The pending improvement up the street put me in mind of Voltaire's now-hoary saw: The best is the enemy of the good.
I'm under no delusion why we're getting our intersection redesigned when other equally (or more) deserving improvements go undone: money. We've got it, in the form of traffic mitigation funds set up as a condition of approval for nearby development.
It's going to cost a lot to put in new curbs, dig up the street, change the sidewalk configuration, move a storm drain, put in dirt, plant grass, &c. Cost is one of the reasons that the city isn't throwing up pedestrian-friendly changes all over town. One reason.
But, does cost have to be such a big factor?
I'm guessing that we'd get the same effect on traffic with some concrete parking curbs bolted into the pavement where the new curb line is going to go. (And, we wouldn't have to wait until spring.) If concrete curbs wouldn't be as obvious to traffic, add some signs. At something like $20-50 for a six-foot length of six-inch high concrete curb, you could do our proposed curb line for probably 10% of what our project is going to cost.

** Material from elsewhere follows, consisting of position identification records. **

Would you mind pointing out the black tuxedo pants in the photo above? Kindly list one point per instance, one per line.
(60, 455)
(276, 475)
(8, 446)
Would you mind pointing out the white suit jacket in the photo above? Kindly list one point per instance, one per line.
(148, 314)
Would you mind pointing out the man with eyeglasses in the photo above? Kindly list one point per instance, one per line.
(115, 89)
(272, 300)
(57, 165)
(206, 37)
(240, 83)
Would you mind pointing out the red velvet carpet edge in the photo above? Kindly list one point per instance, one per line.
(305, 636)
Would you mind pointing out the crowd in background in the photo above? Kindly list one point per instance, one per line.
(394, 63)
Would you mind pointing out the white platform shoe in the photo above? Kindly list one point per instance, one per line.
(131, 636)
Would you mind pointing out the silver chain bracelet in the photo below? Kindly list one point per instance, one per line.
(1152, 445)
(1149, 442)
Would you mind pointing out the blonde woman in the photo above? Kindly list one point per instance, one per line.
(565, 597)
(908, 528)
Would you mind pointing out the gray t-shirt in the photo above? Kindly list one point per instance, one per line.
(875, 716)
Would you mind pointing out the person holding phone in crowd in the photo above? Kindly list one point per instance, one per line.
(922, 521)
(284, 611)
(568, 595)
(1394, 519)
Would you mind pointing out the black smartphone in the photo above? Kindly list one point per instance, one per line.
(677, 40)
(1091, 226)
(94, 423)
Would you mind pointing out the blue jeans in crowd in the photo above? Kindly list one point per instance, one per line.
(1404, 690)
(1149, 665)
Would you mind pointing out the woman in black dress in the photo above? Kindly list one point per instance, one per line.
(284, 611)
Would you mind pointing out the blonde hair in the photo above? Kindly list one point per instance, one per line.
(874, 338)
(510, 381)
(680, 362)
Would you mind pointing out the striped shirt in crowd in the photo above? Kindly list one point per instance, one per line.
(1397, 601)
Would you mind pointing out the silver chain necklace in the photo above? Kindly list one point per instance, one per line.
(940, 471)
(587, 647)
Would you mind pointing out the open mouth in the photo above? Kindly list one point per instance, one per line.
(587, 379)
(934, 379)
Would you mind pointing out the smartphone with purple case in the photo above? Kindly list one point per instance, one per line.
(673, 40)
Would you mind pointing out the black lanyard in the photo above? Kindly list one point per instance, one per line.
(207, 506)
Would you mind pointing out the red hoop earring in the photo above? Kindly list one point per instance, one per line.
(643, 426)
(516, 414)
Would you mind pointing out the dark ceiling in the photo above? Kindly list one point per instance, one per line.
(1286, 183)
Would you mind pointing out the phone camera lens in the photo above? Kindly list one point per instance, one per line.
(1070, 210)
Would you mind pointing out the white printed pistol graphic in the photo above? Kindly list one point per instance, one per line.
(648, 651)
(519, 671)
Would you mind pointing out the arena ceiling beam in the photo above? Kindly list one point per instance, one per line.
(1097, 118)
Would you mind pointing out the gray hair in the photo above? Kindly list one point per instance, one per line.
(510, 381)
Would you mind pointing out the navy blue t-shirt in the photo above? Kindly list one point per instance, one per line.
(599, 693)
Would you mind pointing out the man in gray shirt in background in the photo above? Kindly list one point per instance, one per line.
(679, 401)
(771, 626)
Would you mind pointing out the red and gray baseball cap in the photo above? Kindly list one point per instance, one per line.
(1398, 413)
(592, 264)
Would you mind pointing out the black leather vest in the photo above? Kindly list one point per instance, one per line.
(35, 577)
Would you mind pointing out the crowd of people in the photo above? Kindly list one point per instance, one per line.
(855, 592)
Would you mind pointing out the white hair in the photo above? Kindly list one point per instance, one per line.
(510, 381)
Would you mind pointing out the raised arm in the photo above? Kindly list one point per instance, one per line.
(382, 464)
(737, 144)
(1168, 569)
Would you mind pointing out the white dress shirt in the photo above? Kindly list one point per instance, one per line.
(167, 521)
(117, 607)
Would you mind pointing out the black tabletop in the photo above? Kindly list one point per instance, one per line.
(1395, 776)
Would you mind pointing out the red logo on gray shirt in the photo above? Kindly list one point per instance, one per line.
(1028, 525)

Undoubtedly, it would not look as attractive. But, what is our priority. Safety or beauty? Fortunately, because we have the money, we don't have to choose.
But, at other locations where private funding is not available, maybe concrete curbing makes sense.
Take, for instance, Langley Street, where it meets Centre Street. The west end of Langley is a sea of asphalt that should be redesigned and rebuilt to give most of the area back to pedestrians. I bet it will be no small dollar project to rebuild the curb line, build new sidewalks, dig up asphalt, put in dirt, plant grass, etc.
So don't. At least for now.
Spend a couple of days hammering concrete curbs into the pavement and putting up signs to create a safe zone for pedestrians. Later, when the money for a more permanent change is available, do it up nice.
The city could take the same approach all over town and create lots of curb extensions quickly.